Les éditions Zoé, à Genève, se font, depuis une quinzaine d’années, un honneur de nous permettre de découvrir des écrivains de la périphérie anglophone, à l’instar du somalien Nuruddin Farah, des sud-africains Bessie Head et Ivan Vladislavic. Pauline Melville (photo) est née en 1948 en Guyana des noces métisses d’un père créole d’ascendance écossaise et amérindienne et d’une mère anglaise. Actrice et écrivaine, elle vit à Londres après une enfance caribéenne entre Guyana et Jamaïque. Excellente nouvelliste (La Transmigration des âmes, Le Jeu des transformations) et romancière (Parole de ventriloque), tous [parus] chez Zoé, Melville a eu les faveurs de la critique ainsi qu’une moisson de prix. Salman Rushdie ne tarit pas d’éloges sur son unique roman : « C’est une voix nouvelle et envoûtante... une luxuriance inhabituellement distante, intellectuelle et sensuelle. Je crois que c’est un des rares auteurs vraiment originaux à s’imposer ces dernières années. »

Le Jeu des transformations, son premier recueil paru en anglais, en 1990, dévoile en douze nouvelles une humanité somnambulique qui traverse et retraverse le temps et l’espace en quête de foyer, d’amour ou d’un avenir qui pourrait se faire présent. Mythologie amérindienne, réminiscences littéraires (Evelyn Waugh, Dante, Gabriel García Márquez et son compatriote Wilson Harris) ou chronique politique, tout se mêle et s’entremêle ici avec une facilité déconcertante.

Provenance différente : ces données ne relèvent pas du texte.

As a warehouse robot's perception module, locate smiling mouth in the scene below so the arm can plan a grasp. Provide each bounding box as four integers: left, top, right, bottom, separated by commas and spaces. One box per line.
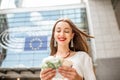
58, 38, 66, 41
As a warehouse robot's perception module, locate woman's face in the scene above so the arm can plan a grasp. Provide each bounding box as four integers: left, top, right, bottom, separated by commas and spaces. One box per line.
54, 22, 74, 45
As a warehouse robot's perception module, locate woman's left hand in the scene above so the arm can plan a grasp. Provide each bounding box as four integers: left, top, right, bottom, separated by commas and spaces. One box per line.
58, 66, 82, 80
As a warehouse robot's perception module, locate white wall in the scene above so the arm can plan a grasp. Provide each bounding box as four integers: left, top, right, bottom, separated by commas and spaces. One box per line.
88, 0, 120, 58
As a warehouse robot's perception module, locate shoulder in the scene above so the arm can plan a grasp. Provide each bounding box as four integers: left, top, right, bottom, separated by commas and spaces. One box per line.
76, 51, 91, 61
75, 51, 90, 58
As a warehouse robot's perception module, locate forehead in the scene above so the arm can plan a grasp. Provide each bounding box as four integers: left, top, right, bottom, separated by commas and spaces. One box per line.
56, 21, 71, 29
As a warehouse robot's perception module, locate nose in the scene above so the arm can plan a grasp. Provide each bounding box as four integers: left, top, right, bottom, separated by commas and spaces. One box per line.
60, 31, 64, 36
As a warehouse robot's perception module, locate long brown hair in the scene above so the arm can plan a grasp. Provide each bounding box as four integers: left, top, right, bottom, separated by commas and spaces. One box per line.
50, 18, 92, 55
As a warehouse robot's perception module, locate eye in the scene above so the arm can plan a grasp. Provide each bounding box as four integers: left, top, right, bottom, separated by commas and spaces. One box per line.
56, 29, 61, 32
64, 30, 70, 33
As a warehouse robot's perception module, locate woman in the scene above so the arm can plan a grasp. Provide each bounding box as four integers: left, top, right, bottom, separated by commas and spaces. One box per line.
40, 18, 96, 80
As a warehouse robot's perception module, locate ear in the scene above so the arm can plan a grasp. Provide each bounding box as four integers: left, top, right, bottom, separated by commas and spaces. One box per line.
71, 33, 75, 39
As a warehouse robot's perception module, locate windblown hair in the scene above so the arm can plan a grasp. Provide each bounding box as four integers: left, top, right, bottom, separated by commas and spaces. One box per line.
50, 18, 93, 55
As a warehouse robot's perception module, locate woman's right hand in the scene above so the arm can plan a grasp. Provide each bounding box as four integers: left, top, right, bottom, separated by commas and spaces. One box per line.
40, 68, 56, 80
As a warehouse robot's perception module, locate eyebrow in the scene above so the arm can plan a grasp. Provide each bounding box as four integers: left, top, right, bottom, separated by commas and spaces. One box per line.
57, 27, 70, 29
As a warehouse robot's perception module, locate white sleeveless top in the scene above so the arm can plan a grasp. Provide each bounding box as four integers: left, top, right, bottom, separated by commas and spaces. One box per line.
53, 51, 96, 80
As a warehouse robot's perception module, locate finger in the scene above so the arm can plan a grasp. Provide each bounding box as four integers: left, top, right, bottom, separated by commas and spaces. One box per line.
41, 68, 52, 74
40, 69, 56, 78
58, 66, 75, 72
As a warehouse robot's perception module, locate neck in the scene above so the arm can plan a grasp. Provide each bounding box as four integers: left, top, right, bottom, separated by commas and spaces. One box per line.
56, 46, 71, 58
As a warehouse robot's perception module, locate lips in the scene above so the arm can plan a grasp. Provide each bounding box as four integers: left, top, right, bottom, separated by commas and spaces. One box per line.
58, 37, 67, 41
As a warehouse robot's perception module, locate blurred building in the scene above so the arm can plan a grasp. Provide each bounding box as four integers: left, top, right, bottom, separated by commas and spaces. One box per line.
0, 0, 120, 80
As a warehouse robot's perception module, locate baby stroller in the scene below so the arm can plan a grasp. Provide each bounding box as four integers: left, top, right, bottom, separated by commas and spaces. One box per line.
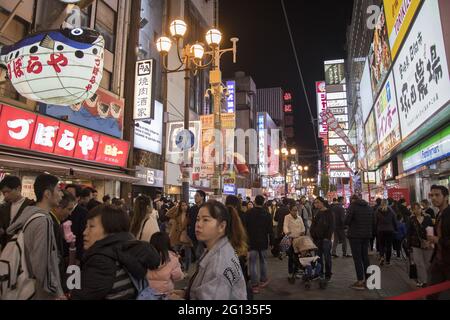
289, 236, 327, 290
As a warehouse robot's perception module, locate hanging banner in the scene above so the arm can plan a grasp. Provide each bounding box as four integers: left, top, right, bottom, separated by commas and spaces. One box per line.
133, 60, 153, 120
394, 0, 450, 139
321, 110, 356, 154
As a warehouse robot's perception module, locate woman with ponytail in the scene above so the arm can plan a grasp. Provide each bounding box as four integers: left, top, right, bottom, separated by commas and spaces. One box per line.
130, 196, 160, 242
176, 201, 247, 300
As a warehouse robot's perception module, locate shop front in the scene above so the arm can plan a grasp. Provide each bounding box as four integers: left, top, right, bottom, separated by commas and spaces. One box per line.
0, 105, 136, 201
398, 126, 450, 201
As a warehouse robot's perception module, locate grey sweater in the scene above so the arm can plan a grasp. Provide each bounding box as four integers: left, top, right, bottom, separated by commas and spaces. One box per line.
187, 237, 247, 300
7, 206, 64, 300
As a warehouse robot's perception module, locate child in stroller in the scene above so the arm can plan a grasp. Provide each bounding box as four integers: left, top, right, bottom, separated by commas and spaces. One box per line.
290, 236, 326, 289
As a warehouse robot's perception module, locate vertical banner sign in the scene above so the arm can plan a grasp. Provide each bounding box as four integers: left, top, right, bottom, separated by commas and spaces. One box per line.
133, 60, 153, 120
316, 81, 328, 139
321, 111, 356, 154
227, 81, 236, 113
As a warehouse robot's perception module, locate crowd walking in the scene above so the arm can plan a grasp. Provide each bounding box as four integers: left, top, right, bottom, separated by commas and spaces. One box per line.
0, 174, 450, 300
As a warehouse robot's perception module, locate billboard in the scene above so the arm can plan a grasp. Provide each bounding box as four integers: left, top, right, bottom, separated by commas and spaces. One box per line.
369, 11, 392, 97
394, 0, 450, 138
365, 111, 379, 169
39, 89, 125, 139
383, 0, 422, 60
133, 60, 153, 120
0, 105, 130, 167
375, 72, 401, 157
166, 121, 201, 164
316, 81, 328, 139
324, 60, 345, 85
359, 59, 373, 123
134, 101, 164, 155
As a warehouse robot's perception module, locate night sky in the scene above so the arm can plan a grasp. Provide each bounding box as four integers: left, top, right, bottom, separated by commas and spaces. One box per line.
219, 0, 353, 171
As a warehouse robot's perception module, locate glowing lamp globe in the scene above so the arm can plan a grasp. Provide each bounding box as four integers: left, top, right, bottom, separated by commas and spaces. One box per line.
0, 28, 105, 106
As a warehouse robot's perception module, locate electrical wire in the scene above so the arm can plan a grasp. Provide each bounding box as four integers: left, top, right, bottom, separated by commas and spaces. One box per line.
281, 0, 320, 157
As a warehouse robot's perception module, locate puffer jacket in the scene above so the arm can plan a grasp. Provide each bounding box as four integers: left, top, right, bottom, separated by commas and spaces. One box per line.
72, 233, 160, 300
345, 200, 376, 239
310, 209, 334, 241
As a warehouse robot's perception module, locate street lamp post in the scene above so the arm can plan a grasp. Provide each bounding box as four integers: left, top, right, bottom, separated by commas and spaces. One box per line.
156, 19, 239, 202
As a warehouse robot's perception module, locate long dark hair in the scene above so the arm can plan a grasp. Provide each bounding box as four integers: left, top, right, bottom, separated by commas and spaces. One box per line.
130, 196, 153, 237
150, 232, 171, 265
202, 200, 248, 256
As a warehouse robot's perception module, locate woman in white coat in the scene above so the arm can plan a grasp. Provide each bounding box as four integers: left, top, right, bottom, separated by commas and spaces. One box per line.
130, 196, 160, 242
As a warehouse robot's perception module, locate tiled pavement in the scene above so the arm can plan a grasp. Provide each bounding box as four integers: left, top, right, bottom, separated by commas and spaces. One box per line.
176, 249, 417, 300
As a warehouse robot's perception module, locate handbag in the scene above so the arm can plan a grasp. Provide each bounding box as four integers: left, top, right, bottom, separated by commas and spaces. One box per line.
409, 263, 417, 280
280, 236, 292, 252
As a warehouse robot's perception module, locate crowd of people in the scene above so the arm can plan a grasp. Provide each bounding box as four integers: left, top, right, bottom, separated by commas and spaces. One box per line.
0, 174, 450, 300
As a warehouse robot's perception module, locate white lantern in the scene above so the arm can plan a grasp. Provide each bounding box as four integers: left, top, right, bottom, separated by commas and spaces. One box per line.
0, 28, 105, 106
170, 19, 187, 38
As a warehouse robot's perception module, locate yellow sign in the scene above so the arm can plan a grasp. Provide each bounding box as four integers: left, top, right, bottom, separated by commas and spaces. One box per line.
383, 0, 422, 60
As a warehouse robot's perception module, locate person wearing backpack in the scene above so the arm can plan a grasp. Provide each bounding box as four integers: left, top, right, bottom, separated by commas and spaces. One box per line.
0, 174, 65, 300
147, 232, 184, 297
0, 176, 34, 252
71, 205, 160, 300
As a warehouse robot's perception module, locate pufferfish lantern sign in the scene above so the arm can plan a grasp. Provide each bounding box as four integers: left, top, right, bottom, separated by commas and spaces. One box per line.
0, 28, 105, 106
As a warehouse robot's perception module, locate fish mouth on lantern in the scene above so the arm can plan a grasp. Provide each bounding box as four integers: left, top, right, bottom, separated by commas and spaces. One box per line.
97, 102, 110, 119
111, 103, 122, 119
85, 93, 98, 108
70, 102, 83, 112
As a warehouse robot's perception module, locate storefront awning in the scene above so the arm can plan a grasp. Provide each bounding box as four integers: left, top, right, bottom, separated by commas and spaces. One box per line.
0, 152, 139, 183
0, 153, 70, 176
72, 166, 140, 183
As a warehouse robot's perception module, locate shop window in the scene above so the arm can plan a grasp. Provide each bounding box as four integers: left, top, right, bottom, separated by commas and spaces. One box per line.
95, 0, 117, 53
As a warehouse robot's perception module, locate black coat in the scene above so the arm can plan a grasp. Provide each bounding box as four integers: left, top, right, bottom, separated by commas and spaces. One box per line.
187, 205, 200, 243
330, 204, 345, 230
274, 206, 289, 238
309, 209, 334, 241
64, 205, 88, 261
72, 233, 160, 300
245, 207, 273, 251
0, 198, 35, 248
433, 207, 450, 271
345, 200, 376, 239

Perpétuels exilés, prolétaires londoniens à la peau noire ou fantômes surgis de la forêt amazonienne, les personnages de Melville sont en mouvement permanent comme s’ils empruntaient, tel le protagoniste de la nouvelle Manger du cobaye et boire l’eau de la rivière, « un fil d’araignée précairement tendu soixante pieds au-dessus de l’Atlantique, une extrémité attachée à Big Ben et l’autre à la cathédrale St George [Georgetown] ».

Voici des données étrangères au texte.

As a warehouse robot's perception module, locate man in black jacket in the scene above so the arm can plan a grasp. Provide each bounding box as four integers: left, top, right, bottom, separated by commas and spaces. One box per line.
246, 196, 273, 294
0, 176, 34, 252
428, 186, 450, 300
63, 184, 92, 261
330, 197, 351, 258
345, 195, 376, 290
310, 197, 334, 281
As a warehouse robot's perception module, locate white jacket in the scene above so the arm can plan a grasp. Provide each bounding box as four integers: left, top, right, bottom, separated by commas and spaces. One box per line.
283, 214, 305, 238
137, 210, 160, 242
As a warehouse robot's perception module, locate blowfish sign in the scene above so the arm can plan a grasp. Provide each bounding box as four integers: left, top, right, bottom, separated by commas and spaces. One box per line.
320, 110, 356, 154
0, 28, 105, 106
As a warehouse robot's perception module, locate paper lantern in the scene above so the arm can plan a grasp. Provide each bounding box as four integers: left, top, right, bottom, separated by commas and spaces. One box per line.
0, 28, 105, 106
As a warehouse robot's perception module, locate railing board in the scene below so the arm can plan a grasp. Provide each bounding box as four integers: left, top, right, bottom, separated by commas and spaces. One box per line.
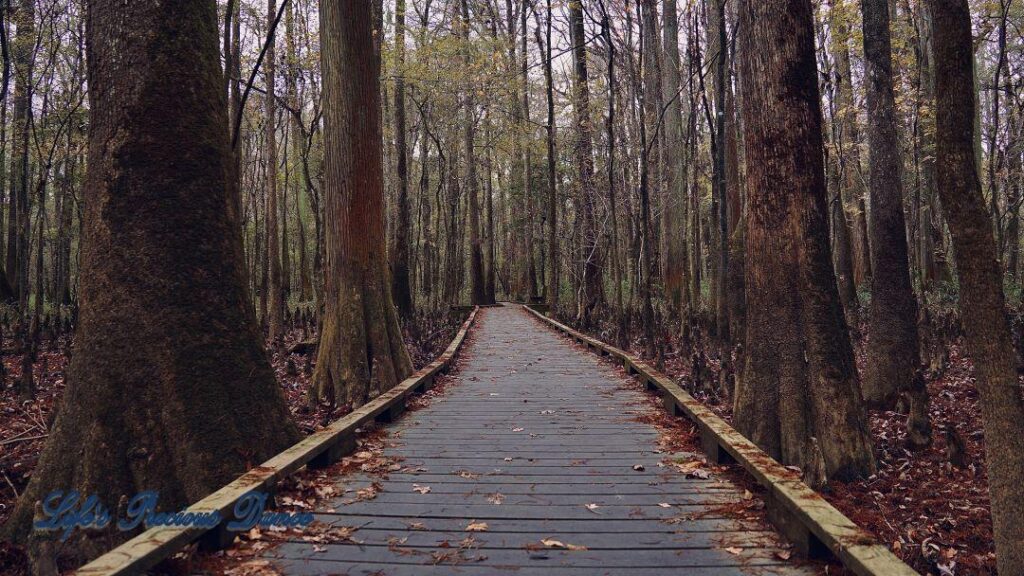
523, 306, 918, 576
77, 308, 478, 576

Si les rêves d’évasion s’écrasent sur le mur de la réalité, la fantaisie et l’ironie sont au rendez-vous. Le lecteur trouvera des étincelles de sympathie à toutes les pages ou presque. Et l’œil parfois froid de l’auteur est souvent empreint d’empathie à l’endroit de ses personnages plus tourmentés les uns que les autres.

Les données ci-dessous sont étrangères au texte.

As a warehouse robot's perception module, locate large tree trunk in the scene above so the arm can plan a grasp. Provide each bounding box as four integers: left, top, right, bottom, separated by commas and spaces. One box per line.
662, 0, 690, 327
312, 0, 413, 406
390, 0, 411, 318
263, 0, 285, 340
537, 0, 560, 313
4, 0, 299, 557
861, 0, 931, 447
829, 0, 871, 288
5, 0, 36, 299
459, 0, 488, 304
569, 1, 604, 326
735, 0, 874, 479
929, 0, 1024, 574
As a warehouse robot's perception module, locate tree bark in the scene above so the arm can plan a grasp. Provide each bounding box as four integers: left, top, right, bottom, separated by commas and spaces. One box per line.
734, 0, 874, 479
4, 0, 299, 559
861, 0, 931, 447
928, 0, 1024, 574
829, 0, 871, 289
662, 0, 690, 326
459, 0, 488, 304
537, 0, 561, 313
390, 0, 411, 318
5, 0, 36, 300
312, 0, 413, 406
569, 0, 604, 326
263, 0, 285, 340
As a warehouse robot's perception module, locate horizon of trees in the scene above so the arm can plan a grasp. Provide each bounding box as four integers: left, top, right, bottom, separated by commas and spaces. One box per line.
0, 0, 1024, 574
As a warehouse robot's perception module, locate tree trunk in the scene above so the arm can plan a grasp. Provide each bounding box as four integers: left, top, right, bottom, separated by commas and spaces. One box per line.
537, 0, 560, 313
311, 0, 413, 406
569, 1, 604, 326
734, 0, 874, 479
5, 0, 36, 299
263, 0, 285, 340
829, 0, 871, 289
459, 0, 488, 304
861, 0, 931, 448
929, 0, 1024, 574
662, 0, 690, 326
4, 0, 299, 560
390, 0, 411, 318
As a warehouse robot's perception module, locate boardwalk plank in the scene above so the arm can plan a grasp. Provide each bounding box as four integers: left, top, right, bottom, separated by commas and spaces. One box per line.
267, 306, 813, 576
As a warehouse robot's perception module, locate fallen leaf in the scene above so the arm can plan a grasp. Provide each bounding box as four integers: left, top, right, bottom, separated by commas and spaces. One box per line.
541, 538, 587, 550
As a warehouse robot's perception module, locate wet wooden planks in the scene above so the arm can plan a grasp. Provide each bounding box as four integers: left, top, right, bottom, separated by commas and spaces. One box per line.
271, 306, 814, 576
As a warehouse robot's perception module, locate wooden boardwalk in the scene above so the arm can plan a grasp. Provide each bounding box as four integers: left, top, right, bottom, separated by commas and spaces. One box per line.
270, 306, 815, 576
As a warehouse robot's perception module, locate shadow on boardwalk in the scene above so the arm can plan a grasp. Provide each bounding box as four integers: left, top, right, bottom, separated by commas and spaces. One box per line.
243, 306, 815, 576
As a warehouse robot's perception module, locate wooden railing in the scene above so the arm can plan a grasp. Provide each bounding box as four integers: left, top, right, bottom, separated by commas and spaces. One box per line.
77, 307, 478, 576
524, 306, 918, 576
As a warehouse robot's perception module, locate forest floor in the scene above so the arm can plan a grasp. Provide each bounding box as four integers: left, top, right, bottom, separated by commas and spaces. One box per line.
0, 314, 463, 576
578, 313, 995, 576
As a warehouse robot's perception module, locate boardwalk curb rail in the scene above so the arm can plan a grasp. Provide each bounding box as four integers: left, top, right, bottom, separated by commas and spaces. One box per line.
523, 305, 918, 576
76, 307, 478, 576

La ruse, aussi, est le meilleur allié des humbles. Ainsi dans la nouvelle Je ne prends pas de messages de personnes décédées, Shakespeare McNab, vedette de la radio locale, trouve malin de se déguiser en fantôme pour se sortir des démêlés que ses chroniques lui ont valus avec la présidence. Il y a du carnavalesque dans ces contes cruels et tendres.
A coup sûr, Melville n’est pas de ces écrivains des tropiques bruissant de réalisme magique et de couleur locale. Sa dimension politique, qu’il s’agisse de Londres ou de Georgetown, n’est plus à démontrer. Elle séduira surtout par la grâce de son écriture lucide et cruelle, ludique et fine.

Abdourahman A. Waberi.

Le Jeu des transformations, de Pauline Melville, traduit de l’anglais (Guyana) par Christian Surber, Zoé, coll. « Ecrits d’ailleurs », Genève, 2006, 284 pages, 19,50 euros.